Aside from affecting the liver, Hepatitis C is also known to cause early stage diabetic problems such as steatosis and insulin resistance (metabolic syndrome). Obesity can worsen these problems and is another example of a 'classic' metabolic syndrome. These metabolic conditions can negatively impact on responses to Hepatitis C treatment. The link between Hepatitis B and metabolic syndrome is not as well studied.
The study speaks of a pressing need to identify strategies to improve/resolving metabolic problems in order to improve SVR rates in patients infected with Hepatitis C and potentially Hepatitis B. This comes against a backdrop of increasing metabolic disorders such as obesity and diabetes in Scotland, issues which have been covered in previous Hepatitis Scotland e-Bulletins.

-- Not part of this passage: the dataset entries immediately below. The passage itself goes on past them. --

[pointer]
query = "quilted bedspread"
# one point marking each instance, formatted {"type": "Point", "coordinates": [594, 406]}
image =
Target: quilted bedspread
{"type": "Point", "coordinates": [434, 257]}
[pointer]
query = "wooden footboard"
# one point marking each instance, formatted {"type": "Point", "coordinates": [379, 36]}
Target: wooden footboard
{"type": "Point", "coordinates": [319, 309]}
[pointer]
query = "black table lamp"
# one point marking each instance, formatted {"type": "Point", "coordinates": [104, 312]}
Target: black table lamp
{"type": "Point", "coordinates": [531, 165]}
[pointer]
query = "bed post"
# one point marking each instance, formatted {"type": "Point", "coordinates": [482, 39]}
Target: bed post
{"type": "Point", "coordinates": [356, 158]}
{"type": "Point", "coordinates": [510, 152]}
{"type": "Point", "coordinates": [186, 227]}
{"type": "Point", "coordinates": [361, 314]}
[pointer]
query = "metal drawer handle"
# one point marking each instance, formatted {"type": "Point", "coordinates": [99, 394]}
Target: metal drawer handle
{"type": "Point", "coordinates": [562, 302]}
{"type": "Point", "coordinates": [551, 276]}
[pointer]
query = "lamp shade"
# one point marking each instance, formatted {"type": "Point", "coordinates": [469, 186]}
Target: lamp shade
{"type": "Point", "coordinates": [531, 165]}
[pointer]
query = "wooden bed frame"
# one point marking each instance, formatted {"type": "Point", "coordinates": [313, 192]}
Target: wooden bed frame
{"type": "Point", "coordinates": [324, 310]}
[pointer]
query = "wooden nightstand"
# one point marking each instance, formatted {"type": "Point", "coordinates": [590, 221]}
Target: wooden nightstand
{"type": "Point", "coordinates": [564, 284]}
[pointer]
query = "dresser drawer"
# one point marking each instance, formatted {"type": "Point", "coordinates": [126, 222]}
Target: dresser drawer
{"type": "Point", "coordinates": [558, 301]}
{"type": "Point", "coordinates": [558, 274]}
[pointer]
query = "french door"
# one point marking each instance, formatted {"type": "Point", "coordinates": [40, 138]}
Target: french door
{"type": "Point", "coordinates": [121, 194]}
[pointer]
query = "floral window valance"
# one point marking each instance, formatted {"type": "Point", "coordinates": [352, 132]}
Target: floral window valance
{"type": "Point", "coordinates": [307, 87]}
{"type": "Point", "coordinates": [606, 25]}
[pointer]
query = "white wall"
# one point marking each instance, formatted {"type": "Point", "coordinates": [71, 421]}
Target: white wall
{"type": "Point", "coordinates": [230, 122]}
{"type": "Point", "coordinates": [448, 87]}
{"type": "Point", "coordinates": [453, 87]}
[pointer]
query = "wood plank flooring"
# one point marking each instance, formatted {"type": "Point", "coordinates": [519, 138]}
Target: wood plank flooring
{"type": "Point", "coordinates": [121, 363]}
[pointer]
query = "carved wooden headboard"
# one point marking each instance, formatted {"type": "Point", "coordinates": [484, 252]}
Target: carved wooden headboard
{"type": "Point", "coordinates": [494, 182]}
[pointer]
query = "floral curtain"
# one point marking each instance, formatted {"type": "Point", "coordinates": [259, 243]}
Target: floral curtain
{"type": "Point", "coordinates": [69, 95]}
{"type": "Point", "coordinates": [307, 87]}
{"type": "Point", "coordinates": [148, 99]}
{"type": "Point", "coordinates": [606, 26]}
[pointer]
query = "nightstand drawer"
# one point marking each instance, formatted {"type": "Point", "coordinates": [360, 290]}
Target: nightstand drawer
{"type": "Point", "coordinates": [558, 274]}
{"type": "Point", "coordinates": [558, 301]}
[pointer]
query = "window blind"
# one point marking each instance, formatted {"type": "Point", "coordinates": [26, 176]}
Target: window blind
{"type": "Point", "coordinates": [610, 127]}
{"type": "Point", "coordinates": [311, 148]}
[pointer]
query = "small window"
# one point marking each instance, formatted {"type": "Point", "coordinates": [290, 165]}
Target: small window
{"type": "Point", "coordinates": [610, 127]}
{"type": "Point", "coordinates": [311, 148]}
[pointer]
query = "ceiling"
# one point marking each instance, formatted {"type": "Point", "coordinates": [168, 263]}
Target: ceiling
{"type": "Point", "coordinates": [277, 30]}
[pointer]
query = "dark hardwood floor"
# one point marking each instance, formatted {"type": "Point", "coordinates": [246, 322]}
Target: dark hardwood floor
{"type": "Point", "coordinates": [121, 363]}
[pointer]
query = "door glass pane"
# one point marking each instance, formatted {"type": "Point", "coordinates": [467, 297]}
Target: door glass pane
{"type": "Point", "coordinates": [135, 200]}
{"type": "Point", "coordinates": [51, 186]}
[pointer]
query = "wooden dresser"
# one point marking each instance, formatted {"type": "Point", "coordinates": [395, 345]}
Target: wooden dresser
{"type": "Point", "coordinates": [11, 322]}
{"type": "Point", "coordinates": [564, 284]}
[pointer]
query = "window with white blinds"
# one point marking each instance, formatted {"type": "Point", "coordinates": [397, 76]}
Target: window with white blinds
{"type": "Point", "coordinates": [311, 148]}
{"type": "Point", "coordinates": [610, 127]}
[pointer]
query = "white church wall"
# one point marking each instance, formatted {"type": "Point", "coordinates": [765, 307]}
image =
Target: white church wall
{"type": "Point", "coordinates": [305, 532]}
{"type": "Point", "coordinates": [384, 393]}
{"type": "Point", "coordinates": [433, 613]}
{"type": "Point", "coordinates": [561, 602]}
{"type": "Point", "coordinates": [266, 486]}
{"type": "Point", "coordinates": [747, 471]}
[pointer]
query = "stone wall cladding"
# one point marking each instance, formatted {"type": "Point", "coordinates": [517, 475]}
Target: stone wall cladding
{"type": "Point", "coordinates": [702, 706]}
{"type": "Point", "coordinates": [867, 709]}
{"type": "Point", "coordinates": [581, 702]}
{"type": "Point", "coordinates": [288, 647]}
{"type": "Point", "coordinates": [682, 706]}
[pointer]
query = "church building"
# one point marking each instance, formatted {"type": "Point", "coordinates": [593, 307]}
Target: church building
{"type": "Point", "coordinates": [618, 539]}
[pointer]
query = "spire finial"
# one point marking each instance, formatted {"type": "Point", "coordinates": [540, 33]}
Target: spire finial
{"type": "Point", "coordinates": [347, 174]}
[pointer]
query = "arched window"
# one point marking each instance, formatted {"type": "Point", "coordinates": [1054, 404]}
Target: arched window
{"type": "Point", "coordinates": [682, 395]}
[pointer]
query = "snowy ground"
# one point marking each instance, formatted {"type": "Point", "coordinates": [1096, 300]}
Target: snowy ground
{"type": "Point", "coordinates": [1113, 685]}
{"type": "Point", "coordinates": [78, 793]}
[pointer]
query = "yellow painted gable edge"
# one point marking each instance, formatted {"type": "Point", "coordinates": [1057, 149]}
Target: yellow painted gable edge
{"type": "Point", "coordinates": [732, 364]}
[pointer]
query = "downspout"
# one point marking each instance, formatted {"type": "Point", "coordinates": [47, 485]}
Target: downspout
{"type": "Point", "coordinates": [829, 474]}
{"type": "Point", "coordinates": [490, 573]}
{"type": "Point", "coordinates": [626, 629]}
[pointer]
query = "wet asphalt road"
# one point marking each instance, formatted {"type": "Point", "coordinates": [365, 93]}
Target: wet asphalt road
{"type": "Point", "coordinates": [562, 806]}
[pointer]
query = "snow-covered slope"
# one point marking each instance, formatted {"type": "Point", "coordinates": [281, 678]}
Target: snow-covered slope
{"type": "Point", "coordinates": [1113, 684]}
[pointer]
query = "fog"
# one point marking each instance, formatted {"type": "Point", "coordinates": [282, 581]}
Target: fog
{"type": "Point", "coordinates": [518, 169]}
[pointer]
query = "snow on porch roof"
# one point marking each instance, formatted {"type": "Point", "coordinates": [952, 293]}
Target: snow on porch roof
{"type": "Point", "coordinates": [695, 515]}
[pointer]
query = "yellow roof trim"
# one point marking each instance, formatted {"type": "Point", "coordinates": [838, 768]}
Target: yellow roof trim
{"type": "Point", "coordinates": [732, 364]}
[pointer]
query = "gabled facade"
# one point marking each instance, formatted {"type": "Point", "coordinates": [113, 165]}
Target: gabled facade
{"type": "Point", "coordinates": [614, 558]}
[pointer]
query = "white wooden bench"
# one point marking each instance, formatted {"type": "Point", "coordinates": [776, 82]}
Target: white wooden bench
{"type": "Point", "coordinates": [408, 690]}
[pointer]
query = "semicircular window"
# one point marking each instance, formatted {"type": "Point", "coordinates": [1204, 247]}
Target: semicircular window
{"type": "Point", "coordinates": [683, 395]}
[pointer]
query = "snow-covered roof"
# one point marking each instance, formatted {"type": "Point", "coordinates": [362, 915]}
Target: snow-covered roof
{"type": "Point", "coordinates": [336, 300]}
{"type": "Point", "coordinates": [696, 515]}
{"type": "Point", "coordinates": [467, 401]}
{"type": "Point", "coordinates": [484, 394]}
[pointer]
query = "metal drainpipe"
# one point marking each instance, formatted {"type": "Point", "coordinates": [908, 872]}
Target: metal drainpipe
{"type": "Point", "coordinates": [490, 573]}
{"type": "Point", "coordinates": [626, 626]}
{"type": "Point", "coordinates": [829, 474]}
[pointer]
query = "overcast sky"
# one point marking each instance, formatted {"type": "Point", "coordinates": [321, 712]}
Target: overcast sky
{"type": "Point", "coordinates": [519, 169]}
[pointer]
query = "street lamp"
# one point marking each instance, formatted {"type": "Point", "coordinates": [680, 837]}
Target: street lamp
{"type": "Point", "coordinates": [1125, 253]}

HCV/HIV coinfected people with poor prognostic indicators such as higher Hepatitis C viral load, lower CD4 cell counts and older age and unfavourable IL28B indicators may not respond well to interferon based treatments and may be more likely to achieve Rapid or Sustained Viral Response to HCV treatment with the addition of a Direct Acting Antiviral (protease inhibitors), according to new research.
The researchers say that because of the increased likelihood of side effects and the risk of drug interactions with HIV antiretrovirals, understanding who is likely to respond to HCV treatment can help optimise therapy.
This article, published in Medscape, reviews the virology, natural history and treatment of Hepatitis C genotype 3. It explains that previously HCV genotypes 2 and 3 were viewed as easier to treat with higher rates of SVR than the more problematic genotype 1. However, due to an intense research focus genotype 1 will soon have among the highest clearance rates.
Recent randomised trials have shown that Genotype 2 is highly interferon sensitive, with continued high response rates to treatment. Genotype 3 HCV patients have far less successful response rates, effectively making it the most difficult to treat genotype.
The article concludes that with new direct acting antivirals moving rapidly into clinical trials this means that new focus can be given to genotype 3 and it is anticipated that with this renewed targeting of genotype 3 we should soon be able to see the same 90% response rates as with other Hepatitis C genotypes.
Treating HCV Genotypes 2 and 3 in HIV co-infected patients
People co-infected with HIV and HCV, mostly with Hepatitis C genotype 3 responded almost as well as HIV negative people to interferon based therapy after taking into account other factors associated with poor treatment response, according to an Italian study.
Results from a randomised trial published in the Journal of Gastroenterology have shown that reduction of ribavirin dosage may be the primary approach for management of anemia in Hepatitis C patients on Boceprevir triple therapy.